From “What Really Happened with Vista: An Insider’s Retrospective” by Ben Fathi:
The three year release cycle meant we rarely knew what the competitive landscape and external ecosystem would look like when we started a release […] What we thought we knew three or four years ago when we planned a given OS release was laughably outdated and sometimes flat out wrong when the product finally shipped.
The best thing we could have done was to enable incremental and friction-free delivery of new cloud based services to an ever-simplifying device. Instead, we kept adding features to an existing client-based monolithic system that required many months of testing before each release, slowing us down just when we needed to speed up.
This is precisely what I love about the web: you can have multiple releases on a (more than) daily basis, pushing out small incremental changes.
The end user always has the latest version.
Thankfully we’ve also moved this way when it comes to software: things like evergreen browsers which update themselves, and automated build pipelines continuously delivering changes to your test and end users (think of your Facebook/Instagram apps updating on a bi-weekly basis) are common nowadays.
When it comes to an OS and/or software libraries it becomes more complicated though. As Ben put it:
We didn’t dare remove old pieces of functionality which were needed in the name of compatibility by applications already running on previous releases of Windows.

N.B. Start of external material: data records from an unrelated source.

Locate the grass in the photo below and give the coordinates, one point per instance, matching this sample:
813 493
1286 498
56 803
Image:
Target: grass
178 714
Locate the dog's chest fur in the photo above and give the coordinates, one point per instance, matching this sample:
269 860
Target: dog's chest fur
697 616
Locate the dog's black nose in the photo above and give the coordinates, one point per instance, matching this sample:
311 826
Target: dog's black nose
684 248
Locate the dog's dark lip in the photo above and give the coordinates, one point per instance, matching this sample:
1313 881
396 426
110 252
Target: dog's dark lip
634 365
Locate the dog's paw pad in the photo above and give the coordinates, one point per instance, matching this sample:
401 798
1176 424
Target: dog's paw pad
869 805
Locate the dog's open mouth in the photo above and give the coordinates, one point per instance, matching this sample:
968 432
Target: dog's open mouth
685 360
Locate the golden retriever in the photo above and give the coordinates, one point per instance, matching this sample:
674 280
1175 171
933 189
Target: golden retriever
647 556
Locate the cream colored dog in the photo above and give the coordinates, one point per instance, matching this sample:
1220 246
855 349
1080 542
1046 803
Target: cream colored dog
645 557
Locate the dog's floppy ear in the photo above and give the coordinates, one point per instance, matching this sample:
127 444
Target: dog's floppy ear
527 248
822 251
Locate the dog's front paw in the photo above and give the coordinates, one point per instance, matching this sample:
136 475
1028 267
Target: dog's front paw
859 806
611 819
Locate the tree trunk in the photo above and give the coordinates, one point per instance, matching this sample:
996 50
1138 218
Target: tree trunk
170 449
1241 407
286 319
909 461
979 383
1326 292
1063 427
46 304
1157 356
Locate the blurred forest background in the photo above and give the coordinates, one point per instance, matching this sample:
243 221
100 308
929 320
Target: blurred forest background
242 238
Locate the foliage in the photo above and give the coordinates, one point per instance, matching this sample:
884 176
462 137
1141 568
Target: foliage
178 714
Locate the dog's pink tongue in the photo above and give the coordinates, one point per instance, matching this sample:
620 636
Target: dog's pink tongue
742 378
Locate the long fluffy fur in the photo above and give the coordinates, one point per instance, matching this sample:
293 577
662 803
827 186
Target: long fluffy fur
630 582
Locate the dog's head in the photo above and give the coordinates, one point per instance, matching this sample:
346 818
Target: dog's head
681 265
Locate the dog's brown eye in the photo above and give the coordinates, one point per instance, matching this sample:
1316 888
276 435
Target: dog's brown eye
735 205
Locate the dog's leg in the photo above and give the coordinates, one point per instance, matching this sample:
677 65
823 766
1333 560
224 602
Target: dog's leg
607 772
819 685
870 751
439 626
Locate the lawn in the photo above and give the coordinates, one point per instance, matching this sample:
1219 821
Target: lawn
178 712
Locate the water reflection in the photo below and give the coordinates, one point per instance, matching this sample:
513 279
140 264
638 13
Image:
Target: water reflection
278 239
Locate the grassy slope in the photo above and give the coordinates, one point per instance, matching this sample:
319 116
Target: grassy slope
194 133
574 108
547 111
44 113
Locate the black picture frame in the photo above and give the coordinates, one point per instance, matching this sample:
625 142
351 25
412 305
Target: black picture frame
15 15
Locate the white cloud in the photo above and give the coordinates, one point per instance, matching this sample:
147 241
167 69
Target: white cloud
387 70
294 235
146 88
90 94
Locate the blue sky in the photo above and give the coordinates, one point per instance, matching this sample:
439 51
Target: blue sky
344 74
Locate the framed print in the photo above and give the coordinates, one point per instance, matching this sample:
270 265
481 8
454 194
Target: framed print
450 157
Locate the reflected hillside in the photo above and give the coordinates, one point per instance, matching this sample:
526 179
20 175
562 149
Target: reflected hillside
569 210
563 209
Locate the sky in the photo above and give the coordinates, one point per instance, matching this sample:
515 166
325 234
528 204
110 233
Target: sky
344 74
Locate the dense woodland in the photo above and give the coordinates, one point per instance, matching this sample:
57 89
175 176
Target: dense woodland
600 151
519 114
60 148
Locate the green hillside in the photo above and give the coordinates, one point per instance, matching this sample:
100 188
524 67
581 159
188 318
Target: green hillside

I especially like how the React team is handling these kind of breaking changes: a feature is first marked as deprecated for 2 release cycles before it is actually removed, giving you – the developer using it – the time to adapt:
Of course it’s not really fair comparing OSes to React: developers using React can opt-in to upgrade to a new version. When it comes to an OS it’s the user – not the developer – that decides to upgrade or not. However, if you’re making software for a living you should prepare yourself for things like this (knowing that breaking changes in OSes are prevented as much as possible) and build things as Future Friendly as possible.